His research interests include Indigenous Knowledge Management (Governance), Community-based Co-design (HCI), Rural ICT, Community Informatics and ICT4D. Dr. Tariq projects and research publications equally reflect the multiple voices of indigenous wisdom and cultural understanding by converging local, scientific, traditional and cultural knowledge. He has made significant contributions in the areas such as co-designing technologies for cultural heritage management, visual interfaces designing, developing interaction protocols for researchers working with indigenous communities and developing service-learning curriculum for undergraduate HCI programs. In addition to his contributions in basic research, he has successfully led industry collaborations with major telecom companies in Malaysia and has 3 commercialised projects.

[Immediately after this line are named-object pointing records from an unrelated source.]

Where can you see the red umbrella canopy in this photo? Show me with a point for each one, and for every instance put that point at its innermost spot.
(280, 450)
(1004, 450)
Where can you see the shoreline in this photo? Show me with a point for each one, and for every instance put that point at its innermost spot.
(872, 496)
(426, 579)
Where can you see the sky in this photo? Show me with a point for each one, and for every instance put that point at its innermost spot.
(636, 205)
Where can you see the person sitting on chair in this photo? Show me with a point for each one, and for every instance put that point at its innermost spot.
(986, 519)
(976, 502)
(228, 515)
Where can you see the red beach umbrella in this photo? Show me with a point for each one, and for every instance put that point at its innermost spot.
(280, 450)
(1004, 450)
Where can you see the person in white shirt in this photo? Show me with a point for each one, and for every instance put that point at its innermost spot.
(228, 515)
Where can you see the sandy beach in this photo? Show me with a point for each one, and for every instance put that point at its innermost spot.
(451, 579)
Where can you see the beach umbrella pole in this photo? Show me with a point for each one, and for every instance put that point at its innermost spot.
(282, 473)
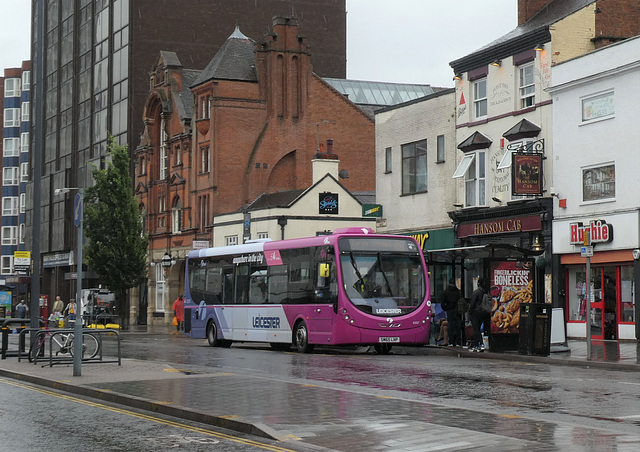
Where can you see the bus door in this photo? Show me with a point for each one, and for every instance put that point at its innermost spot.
(325, 300)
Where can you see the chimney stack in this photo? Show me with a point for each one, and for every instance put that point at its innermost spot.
(528, 8)
(325, 163)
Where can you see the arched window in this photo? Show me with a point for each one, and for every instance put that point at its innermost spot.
(164, 156)
(143, 217)
(176, 216)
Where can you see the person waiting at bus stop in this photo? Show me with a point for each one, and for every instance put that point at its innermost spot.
(71, 310)
(178, 311)
(450, 298)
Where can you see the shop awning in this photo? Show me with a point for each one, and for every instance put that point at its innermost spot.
(488, 251)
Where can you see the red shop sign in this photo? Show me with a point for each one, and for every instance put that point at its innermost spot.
(501, 226)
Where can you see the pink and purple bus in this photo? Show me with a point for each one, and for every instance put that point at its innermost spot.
(352, 287)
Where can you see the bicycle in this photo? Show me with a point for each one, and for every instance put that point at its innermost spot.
(62, 343)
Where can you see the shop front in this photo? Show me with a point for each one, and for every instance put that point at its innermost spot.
(613, 275)
(508, 248)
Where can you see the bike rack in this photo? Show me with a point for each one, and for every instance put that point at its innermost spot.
(5, 325)
(68, 359)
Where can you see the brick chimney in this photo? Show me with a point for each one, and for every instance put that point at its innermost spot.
(528, 8)
(616, 20)
(325, 163)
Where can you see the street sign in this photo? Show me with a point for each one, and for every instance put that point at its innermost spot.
(77, 209)
(22, 261)
(586, 251)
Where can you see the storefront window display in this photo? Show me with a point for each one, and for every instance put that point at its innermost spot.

His research is a recipient of numerous local and international awards including IFIP Brian Shackel, SIGCHI Best of CHI Honorable Mention, IFIP Interaction Design for International Development, APICTA, PECIPTA, iENA and UNESCO Techcul 2021 Entrepreneurs Prize. He contributed as co-chair of tracks in the top tier conferences such as the 14th International Conference on Social Implications of Computers in Developing Countries, ACM NordiCHI2020, IFIP WG 9.4 2017 and 26th European Conference on Information Systems. Tariq has been keynote speaker for the International Conference on Culture & Computer Science (ICCCS-2017) Berlin, the ACM 2nd AfriCHI (2018) Namibia and invited speaker for the events organized by Namibia University of Sciences and Technology, European Academies Science Advisory Council, Cambridge Malaysian Education Development Trust UK, Cornell University, USA and National University of Singapore. He is supervising the Asia Chapter of the International Network for Postgraduate Students in the area of ICT4D (ipid) and a professional member of ACM and Kuala Lumpur ACM SIGCHI Chapter.